Damos gracias al Dios de la Vida por nuestras cosechas de duraznos, uvas, sandías, maíz, frijoles, trigo, arroz y soja, incluso después de las dificultades que hemos enfrentado en los últimos años, como las inundaciones que afectaron y devastaron nuestro estado, además de las sequías.

Esto tuvo repercusiones en nuestra producción agrícola, así como en los bajos pagos por los productos que recibían los pequeños agricultores, los colonos beneficiarios de la reforma agraria y las comunidades quilombolas.

Damos gracias y alabamos a Dios, quien en su amor infinito hizo que la tierra produjera sus frutos y hierbas. Él nos da «la lluvia y la nieve, que caen del cielo y no vuelven allá sin regar la tierra, haciéndola fructífera y germinando, para que dé semilla al sembrador y alimento al que come» (Isaías 55:10-11).
El agricultor o la agricultora prepara con esmero la tierra para la siembra, en medio de nuestras incertidumbres y afrontando los riesgos de las inclemencias del tiempo.

Pero incluso en medio de las dificultades, no pierden la fe, la esperanza ni la confianza en tiempos mejores y una cosecha abundante.
Porque, como canta el salmista, «Los que siembran con lágrimas cosecharán con cánticos de alegría» (Salmo 64), y damos gracias y alabamos a Dios porque «Tú, Señor, has visitado nuestra tierra y nos has dado alegría; has coronado el año con bondad, y estamos llenos de abundancia» (Salmo 125).

Esta abundancia alimenta a miles de personas en nuestro país y en todo el mundo. Sembramos y cosechamos para que todos podamos disfrutar de una vida plena y abundante.
Queremos que la tierra y sus generosos frutos sean compartidos por todos.
Mientras se gastan miles de millones en armas de guerra y guerras interminables que se cobran vidas inocentes, esos mismos miles de millones podrían utilizarse para erradicar el hambre, la miseria y la pobreza.

Estos recursos deberían utilizarse para cuidar y preservar la biodiversidad del planeta, como siempre lo han hecho los agricultores, los pueblos indígenas y las comunidades tradicionales.

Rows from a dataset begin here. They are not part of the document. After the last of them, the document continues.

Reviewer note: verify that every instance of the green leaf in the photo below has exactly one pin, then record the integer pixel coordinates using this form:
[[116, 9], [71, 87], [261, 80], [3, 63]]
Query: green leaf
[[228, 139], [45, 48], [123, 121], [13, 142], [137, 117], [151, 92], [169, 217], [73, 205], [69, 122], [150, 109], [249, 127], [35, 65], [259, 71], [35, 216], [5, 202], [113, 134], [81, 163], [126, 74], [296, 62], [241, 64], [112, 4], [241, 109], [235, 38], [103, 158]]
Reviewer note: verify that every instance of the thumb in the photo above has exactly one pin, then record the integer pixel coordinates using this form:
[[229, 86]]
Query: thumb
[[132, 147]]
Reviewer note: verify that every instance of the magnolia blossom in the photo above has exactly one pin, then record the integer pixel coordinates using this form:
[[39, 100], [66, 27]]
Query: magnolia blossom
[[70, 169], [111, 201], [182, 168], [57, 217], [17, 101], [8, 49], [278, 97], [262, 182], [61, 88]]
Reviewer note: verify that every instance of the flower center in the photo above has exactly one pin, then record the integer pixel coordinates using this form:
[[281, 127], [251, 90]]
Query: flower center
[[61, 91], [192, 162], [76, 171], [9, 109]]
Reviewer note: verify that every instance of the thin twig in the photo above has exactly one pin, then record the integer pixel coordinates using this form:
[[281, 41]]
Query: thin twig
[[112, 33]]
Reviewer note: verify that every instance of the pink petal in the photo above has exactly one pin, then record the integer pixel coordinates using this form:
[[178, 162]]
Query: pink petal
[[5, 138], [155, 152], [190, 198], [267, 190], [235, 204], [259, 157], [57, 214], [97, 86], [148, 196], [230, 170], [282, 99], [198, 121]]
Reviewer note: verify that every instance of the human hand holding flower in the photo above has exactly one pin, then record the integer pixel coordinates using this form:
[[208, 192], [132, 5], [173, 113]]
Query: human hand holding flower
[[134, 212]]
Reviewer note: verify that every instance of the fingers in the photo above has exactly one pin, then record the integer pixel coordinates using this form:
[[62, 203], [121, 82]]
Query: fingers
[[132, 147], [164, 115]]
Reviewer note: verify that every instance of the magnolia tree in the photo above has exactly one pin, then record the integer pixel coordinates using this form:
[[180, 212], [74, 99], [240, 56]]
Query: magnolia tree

La única guerra que deberíamos librar es contra el hambre, para que haya comida en nuestros platos, como ha sido el sueño y el deseo de Dios desde antes de la creación del mundo, cuando vio que era bueno.

Aquí, en nuestras comunidades campesinas, debemos recuperar la solidaridad, la amistad y el trabajo colectivo, superando el individualismo y el economicismo, para vencer el individualismo que ha llevado a la ruina de nuestra vida colonial. Debemos recuperar el legado de nuestros antepasados ??que llegaron de Europa hace 150 años.

Damos gracias a Dios, el Agricultor del universo, por la vida, la dedicación y la resiliencia de nuestros pequeños agricultores, los «pequeños gigantes», que producen nuestros alimentos.
«Oh Dios, por tu Palabra la tierra florece y los campos dan fruto. Recibe nuestra acción de gracias por todo lo que hemos recibido y confirma la obra de nuestras manos, por Cristo nuestro Señor. Amén.»

¡Quienes alimentan a Brasil exigen respeto!